La Salvadoreña is a highlight of the Vinton Business District thanks to the determination of Blanca Tenorio

Blanca Tenorio remembers when she arrived from El Salvador like it was yesterday way back on January 2006: “I was studying engineering at the Universidad Nacional de San Miguel, but my whole family was already here, so I started to feel lonely.”

When she arrived in the United States, Tenorio began to work at restaurants because her relatives own three: “One day I thought ‘I won’t be a waitress my whole life,’ so I began to fight to have something of my own.”

By chasing that dream, four years ago the young curly haired woman with light-colored eyes bought La Salvadoreña restaurant: “I had started as an entrepreneur with my store Blanca’s Boutique where I sold perfumes and clothing, but this one was a big challenge.” With the support of her mother who takes care of her kids, a five-year-old boy and a two-year-old girl, Tenorio opens her fine establishment every day and offers food and dishes from her country, as well as from Honduras and Mexico. “If clients let me know in advance, I can also prepare some dishes from Guatemala.”

Her husband, who works in the construction business, takes care of purchasing most of the ingredients, while Tenorio, with the help of four women who include her sister and niece, tend to diners – most of which are from Central America: “We have specials on every day. For example, on Mondays and Thursdays we have pupusas from El Salvador which cost only a dollar, and on Tuesdays, we have baleada from Honduras. Wednesdays we have several types of Mexican tacos.”

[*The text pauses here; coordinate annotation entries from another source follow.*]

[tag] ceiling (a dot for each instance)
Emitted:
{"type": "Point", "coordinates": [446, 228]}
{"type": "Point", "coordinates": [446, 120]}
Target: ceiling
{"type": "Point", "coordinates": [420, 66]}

Along with having a menu with affordable prices, Tenorio works hard so that each of its specialties is reflected in its unique home-style flavor: “I love to make caldos, especially with seafood. I can make a seafood tapado from Honduras, which is similar to a dish from El Salvador, or a siete mares caldo from Mexico, with a lot of chile, of course.”

On top of seafood based dishes, empanadas, cakes and fried banana with cream and cheese with fried beans from El Salvador are some of the favorite dishes that Latino families order at La Salvadoreña: “I even make pupusas with rice flour which are very good and that not many people know about.”

Tenorio, always more than happy to share her incomparable seasoning, is thrilled about the important renovations for her restaurant. “Vinton Street is not as popular as 24th Street, but nowadays there are many businesses from 20th to 13th St, so there’s a lot of support. Thanks to Marta Sonia (Londoño, MLCDC) and Mabel (Alarcon, Microbusinesses Program at Catholic Charities) a project I presented has been approved, and we got a grant for it, so it is only a matter of time before we can get started and work on making the restaurant even prettier.”

And even though it is not easy being an entrepreneur when you’re a mother and wife, Tenorio is not one to give up. “Every day is a victory.”